Now, if you’re wondering why this group of “living fossils” has become so diverse, it’s worth considering how this species reproduces. The eggs laid by a Nautilus are impressively large, roughly the size of a pingpong ball, and the juveniles which hatch from them are, in turn, similarly gargantuan. Without a pelagic larval stage, the ability of these animals to disperse is ultimately limited by their ability to swim, and, while they are well-known for their daily vertical migrations, buoying up towards the surface each night from hundreds of meters deep, these are actually benthic creatures. Flotation, rather than natation, is their forte, and so even relatively narrow expanses of deep water will serve to inhibit their spread. This is how the South Pacific lineage has been able to diversify so extravagantly— oceanic trenches surround all of the major populations… and the same likely holds true for the Coral Triangle Nautilus.

This research can also be applied towards other groups of reef-associated organisms in the West Pacific, particularly those whose juveniles have short or non-existent pelagic stages. Anemonefishes are a fine example; for instance, the distribution of Amphiprion percula and A. ocellaris is almost identical to the Chambered Nautilus. The Pictichromis dottybacks show a similar phenomenon… as do some of the Meiacanthus fangblennies… and, somewhat controversially, a number of new stingray species have recently been described based solely on DNA differences found across the Coral Triangle. As we are slowly discovering, there is a great deal of biodiversity hiding in plain sight. Is it even fair to call the extant nautilids “living fossils” when there is so much variety amongst them, comprising no less than three major evolutionary radiations in the West Pacific?!

As a closing thought, consider the vulnerability these creatures face in today’s oceans.
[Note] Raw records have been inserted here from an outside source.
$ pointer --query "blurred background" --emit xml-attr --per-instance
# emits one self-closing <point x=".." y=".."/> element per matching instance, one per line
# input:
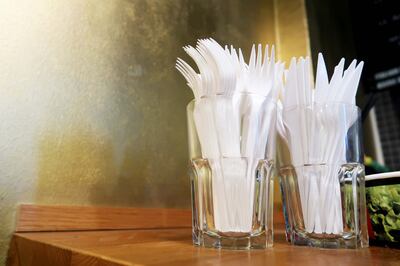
<point x="92" y="111"/>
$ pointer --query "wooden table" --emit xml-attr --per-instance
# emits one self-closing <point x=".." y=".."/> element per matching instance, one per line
<point x="174" y="247"/>
<point x="76" y="235"/>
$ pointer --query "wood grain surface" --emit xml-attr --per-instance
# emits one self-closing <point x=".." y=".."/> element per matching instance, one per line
<point x="72" y="218"/>
<point x="174" y="247"/>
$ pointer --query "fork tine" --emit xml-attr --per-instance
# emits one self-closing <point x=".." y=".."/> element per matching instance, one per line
<point x="252" y="57"/>
<point x="259" y="58"/>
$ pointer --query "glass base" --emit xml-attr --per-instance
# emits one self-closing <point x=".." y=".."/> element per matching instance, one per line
<point x="327" y="241"/>
<point x="212" y="240"/>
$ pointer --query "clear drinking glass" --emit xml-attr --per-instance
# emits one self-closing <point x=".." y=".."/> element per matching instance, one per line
<point x="232" y="196"/>
<point x="322" y="176"/>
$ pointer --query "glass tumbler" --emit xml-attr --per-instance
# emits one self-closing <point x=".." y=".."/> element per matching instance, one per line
<point x="322" y="176"/>
<point x="231" y="171"/>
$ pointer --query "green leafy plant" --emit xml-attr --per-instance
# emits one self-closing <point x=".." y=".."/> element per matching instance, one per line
<point x="384" y="210"/>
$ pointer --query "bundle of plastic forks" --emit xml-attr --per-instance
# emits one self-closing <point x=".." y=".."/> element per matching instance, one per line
<point x="314" y="122"/>
<point x="234" y="115"/>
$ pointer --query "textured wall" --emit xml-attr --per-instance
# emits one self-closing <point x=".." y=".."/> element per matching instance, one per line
<point x="91" y="110"/>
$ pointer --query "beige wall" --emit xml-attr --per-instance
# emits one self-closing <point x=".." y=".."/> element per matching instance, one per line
<point x="92" y="111"/>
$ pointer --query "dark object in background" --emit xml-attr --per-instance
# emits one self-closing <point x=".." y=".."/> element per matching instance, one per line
<point x="376" y="28"/>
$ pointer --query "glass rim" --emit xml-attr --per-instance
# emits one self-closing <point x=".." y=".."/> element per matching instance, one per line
<point x="290" y="166"/>
<point x="232" y="158"/>
<point x="304" y="106"/>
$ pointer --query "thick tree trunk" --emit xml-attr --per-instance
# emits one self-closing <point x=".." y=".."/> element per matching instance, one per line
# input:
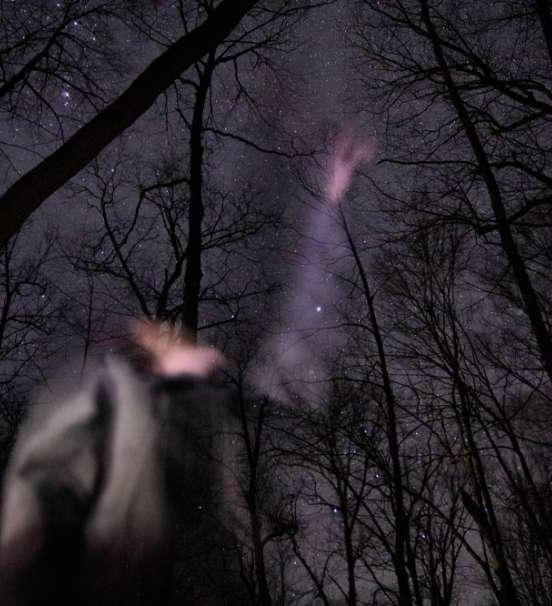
<point x="193" y="273"/>
<point x="26" y="194"/>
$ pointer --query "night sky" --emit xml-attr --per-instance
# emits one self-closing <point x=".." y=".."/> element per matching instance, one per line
<point x="394" y="338"/>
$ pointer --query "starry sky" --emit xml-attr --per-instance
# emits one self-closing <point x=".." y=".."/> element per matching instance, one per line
<point x="289" y="292"/>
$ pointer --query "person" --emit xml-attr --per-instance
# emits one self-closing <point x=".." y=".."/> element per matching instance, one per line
<point x="95" y="481"/>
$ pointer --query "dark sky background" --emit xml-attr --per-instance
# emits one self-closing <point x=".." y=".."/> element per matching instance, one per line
<point x="320" y="93"/>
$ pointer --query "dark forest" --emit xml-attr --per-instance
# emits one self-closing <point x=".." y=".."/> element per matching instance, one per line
<point x="348" y="200"/>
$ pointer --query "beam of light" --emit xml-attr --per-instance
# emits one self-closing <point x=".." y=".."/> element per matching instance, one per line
<point x="296" y="366"/>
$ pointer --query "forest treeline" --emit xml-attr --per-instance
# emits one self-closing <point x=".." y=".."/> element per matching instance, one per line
<point x="419" y="474"/>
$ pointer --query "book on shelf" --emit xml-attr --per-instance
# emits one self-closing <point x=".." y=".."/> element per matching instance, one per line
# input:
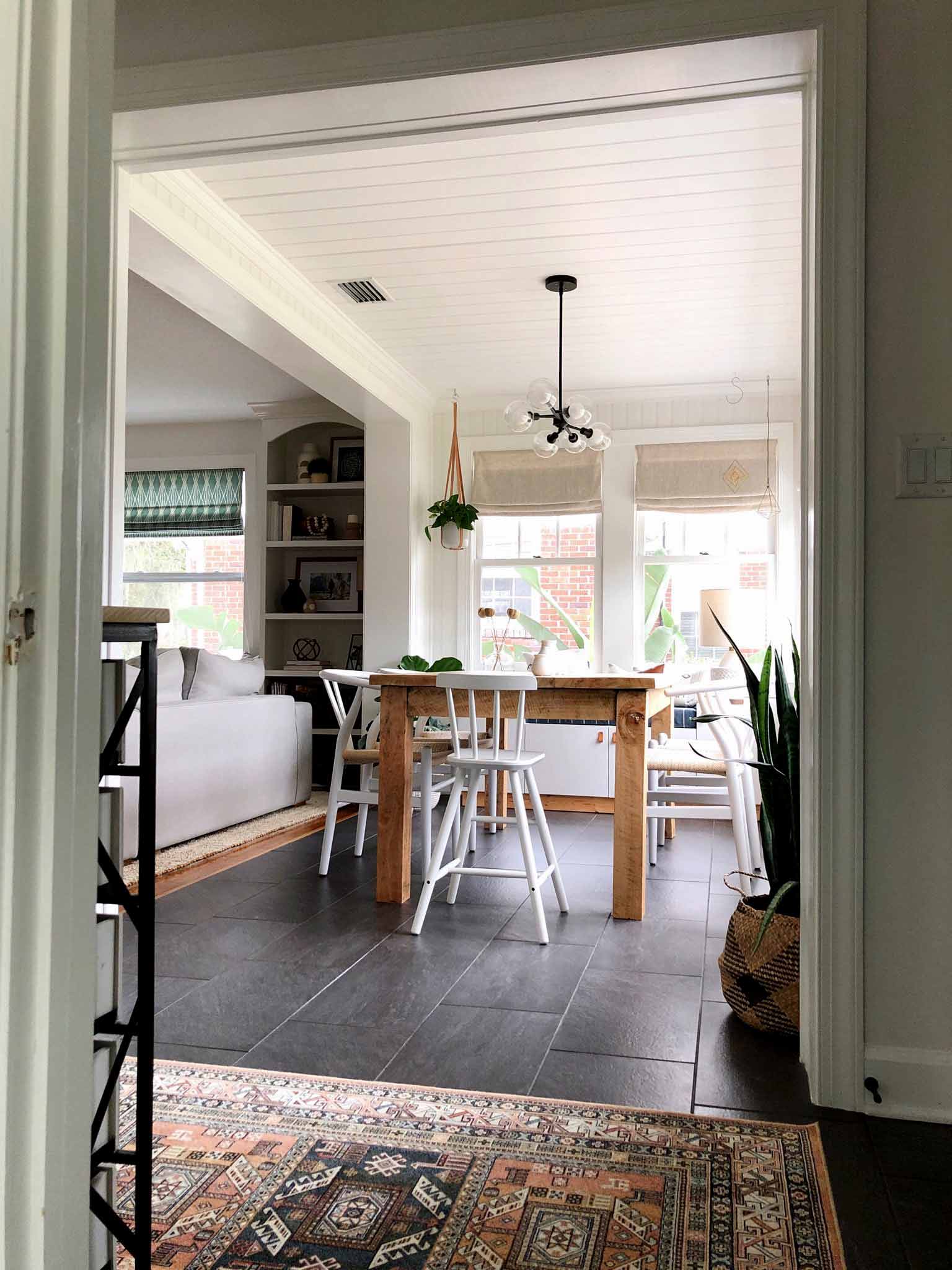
<point x="273" y="520"/>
The fossil record shows the genus Nautilus extends back to the late Cretaceous, roughly 100 million years ago, and the larger nautiloid family tree began as far back as the Cambrian. These are, in every sense of the word, survivors from a bygone era, but their low fecundity, poor dispersal, and relatively small population sizes will likely be their undoing if we don’t stop collecting them en masse for their pretty little shells. The aquarium trade is not without its blame here either, as live specimens are regularly exported, albeit in fairly negligible numbers relative to the larger populations involved. Still, so little is know about the health of these populations (several of which, as we’ve seen, are still scientifically undescribed and unstudied) that their continued exploitation as curios needs to come to an abrupt end, lest we sit and watch as they are driven ever closer to the extinction that they have so valiantly been fending off.

• Combosch, D.J., Lemer, S., Ward, P.D., Landman, N.H. and Giribet, G., 2017. Genomic signatures of evolution in Nautilus–an endangered living fossil. Molecular Ecology.
• Dunstan, A.J., Ward, P.D. and Marshall, N.J., 2011. Nautilus pompilius life history and demographics at the Osprey Reef Seamount, Coral Sea, Australia. PloS one, 6(2), p.e16312.
• Teichert, C. and Matsumoto, T., 2010. The ancestry of the genus Nautilus. In Nautilus (pp. 25-32). Springer Netherlands.
• Ward, P., Dooley, F. and Barord, G.J., 2016. Nautilus: biology, systematics, and paleobiology as viewed from 2015. Swiss Journal of Palaeontology, 135(1), pp.169-185.
• Ward, P.D. and Saunders, W.B., 1997. Allonautilus: a new genus of living nautiloid cephalopod and its bearing on phylogeny of the Nautilida. Journal of Paleontology, 71(6), pp.1054-1064.